In città,urbanistica il
Autore: Gennaro Del Core

Il Comune di Milano ha deliberato di incentivare il nearworking, letteralmente il “lavoro di prossimità”, rivolto al proprio personale. L’obiettivo dell’amministrazione meneghina è promuovere una terza via tra le vecchie modalità di lavoro e lo smartworking, legato esclusivamente ad attività svolte da ciascun dipendente nella propria casa. Scopo è regolare il traffico nelle ore di punta, evitare assembramenti e porre un freno alla fuga degli entusiasti del southworking.

Milano ci prova, la pandemia e lo sviluppo della digitalizzazione hanno messo in crisi l’idea stessa di grandi agglomerati urbani caratterizzati da esseri umani – formica, intenti totalmente a correre di qua e di là per tutto il giorno. Certo, correre tanto per dire. In fila nel traffico della tangenziale, sulle strade cittadine o schiacciati sui treni della metropolitana o sugli autobus. Due i principali ambiti di intervento previsti dalle linee guida, che saranno attuate in via sperimentale dal Comune di Milano e dalle sue partecipate nei prossimi mesi, a cominciare dall’adozione del POLA (Piano Organizzativo del Lavoro Agile) che vede il consolidamento del lavoro agile quale modalità lavorativa complementare all’attività in presenza a cui si affiancherà anche la sperimentazione di una nuova flessibilità oraria in entrata e uscita, oltre a una nuova dotazione tecnologica e digitale per il personale.

Il Comune si farà carico di verificare eventuali spazi di proprietà al momento non utilizzati oppure da ristrutturare con poco così da avere disponibilità per i propri dipendenti (leggi l’esperienza di Bari che ha riutilizzato un vecchio spazio per realizzare un Urban Center). Ancora, è evidente quanto i luoghi stessi, individuati per svolgere attività professionali in genere, debbano essere rivisti nell’ottica della digitalizzazione ma anche dell’ottimizzazione dei tempi e della conciliazione per le persone dei momenti da dedicare a se stessi ed alla famiglia.
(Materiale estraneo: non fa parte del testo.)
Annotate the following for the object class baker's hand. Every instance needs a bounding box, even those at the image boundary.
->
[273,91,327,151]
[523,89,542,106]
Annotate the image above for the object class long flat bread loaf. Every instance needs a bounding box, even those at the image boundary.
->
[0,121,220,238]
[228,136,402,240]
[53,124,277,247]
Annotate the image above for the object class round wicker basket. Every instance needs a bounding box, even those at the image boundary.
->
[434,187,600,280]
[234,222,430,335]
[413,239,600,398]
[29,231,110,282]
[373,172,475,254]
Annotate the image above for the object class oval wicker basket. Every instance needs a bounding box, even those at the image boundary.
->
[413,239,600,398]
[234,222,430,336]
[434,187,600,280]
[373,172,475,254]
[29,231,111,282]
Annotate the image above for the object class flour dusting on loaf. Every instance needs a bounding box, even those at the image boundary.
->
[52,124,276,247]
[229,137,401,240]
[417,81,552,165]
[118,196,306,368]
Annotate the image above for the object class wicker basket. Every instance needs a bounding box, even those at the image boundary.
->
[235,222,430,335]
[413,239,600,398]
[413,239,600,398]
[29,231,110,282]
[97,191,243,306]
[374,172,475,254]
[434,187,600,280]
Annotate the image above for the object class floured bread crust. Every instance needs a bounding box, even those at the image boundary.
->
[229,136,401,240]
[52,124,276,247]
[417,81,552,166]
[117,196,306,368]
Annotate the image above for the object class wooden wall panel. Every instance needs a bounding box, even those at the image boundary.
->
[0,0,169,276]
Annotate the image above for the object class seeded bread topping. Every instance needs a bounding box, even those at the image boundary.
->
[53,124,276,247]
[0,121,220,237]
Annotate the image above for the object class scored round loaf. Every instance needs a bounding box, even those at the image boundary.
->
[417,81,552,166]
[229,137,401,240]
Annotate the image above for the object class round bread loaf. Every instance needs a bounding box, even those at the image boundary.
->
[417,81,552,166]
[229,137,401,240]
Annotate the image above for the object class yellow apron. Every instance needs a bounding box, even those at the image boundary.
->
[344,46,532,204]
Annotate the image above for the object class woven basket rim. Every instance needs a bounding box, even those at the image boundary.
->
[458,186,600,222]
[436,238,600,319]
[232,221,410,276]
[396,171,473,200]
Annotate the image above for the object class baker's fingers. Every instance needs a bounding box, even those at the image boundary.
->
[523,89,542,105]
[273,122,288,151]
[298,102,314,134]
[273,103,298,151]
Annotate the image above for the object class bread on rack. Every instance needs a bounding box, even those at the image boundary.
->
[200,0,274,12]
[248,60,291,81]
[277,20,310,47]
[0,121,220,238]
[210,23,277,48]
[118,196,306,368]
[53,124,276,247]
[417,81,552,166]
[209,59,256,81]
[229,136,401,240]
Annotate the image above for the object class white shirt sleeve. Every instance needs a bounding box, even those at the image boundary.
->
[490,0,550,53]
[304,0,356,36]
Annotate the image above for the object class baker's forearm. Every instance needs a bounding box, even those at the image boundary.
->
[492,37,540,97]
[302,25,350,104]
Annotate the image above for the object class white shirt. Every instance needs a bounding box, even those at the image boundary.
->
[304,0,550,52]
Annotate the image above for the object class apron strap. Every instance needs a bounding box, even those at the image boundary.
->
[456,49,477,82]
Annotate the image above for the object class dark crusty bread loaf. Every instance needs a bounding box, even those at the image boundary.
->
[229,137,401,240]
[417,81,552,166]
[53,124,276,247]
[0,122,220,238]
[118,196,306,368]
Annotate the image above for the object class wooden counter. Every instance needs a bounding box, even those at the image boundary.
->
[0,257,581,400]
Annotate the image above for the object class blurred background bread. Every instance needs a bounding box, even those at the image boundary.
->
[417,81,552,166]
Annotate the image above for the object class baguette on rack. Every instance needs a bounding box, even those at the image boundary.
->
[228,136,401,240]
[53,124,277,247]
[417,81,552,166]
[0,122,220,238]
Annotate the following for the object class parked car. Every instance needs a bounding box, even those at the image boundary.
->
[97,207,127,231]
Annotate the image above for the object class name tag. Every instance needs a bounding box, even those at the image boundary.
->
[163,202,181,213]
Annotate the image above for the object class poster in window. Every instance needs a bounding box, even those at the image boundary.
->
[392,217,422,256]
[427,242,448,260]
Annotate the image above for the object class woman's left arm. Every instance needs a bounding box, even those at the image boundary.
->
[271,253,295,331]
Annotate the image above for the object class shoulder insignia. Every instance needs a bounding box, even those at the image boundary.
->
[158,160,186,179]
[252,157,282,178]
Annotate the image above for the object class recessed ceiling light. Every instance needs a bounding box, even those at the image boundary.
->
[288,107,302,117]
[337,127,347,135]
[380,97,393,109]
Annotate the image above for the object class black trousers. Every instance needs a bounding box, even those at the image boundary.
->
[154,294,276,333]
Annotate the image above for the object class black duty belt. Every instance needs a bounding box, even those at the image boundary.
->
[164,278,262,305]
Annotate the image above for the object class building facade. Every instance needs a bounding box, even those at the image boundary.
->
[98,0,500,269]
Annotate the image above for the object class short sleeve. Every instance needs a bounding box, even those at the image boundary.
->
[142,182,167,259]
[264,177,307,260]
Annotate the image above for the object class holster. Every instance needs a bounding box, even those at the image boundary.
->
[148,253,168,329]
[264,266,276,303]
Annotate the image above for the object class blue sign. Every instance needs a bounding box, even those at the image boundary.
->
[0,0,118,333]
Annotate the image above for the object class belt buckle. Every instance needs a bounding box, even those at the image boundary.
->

Questo provvedimento ci consente di sperimentare nuove modalità lavorative all’interno della Pubblica Amministrazione, proponendo, primi in Italia, un nuovo modello di vivere e lavorare in una città a 15 minuti – ha commentato l’assessora alle Politiche del Lavoro, Attività Produttive e Risorse Umane del Comune di Milano, Cristina Tajani -. L’obiettivo è quello di avvicinare il luogo di lavoro alla propria abitazione favorendo così lo sviluppo di quartieri non più dormitorio, ma con servizi e nuove attività commerciali con conseguente risparmio di tempo e di emissioni derivanti dagli spostamenti obbligati. La sperimentazione  si inserisce nel generale ridisegno dei tempi della città, dovuto all’emergenza Covid, ma rappresenta un modello valido in sé, da proporre anche al settore privato, utile a migliorare la vita della città e la conciliazione tra tempi di vita e tempi di lavoro per i singoli individui“.

Un modello da tenere ad esempio e promuovere anche nel settore privato, dunque, per provare ad arginare quella fuga dalla grande città che sta colpendo i grandi agglomerati urbani, non solo Milano, concepiti non proprio a misura d’uomo. Tutti abbiamo capito, finalmente, che non esiste più l’idea di un solo centro in città. Che tra il pieno centro ed i borghi in collina c’è già una via di mezzo. Un’idea di vivibilità di un luogo legato al famoso quarto d’ora reso celebre dalla sindaca di Parigi, Anne Hidalgo, secondo la quale i servizi essenziali per una persona devono essere raggiungibili in non più di quindici minuti a piedi. Il lavoro di prossimità, o di quartiere, potrebbe avere comunque la strada spianata per via di nuove forme anche di business, più orientate a creare occasioni di coworking. Penso anche a piccoli uffici, non necessariamente grandi strutture, che potrebbero essere utilizzati in tutte le città del mondo, piccole o grandi che siano, per andare verso le esigenze di vita dei lavoratori (leggi l’articolo sul Disability Manager per una città a misura di disabile). Infine, non di poco conto sarebbe l’impatto anche sull’economia di prossimità ovvero tutte quelle attività di quartiere che non possono vivere di ecommerce e digitalizzazione perché sono legate ad una clientela di zona.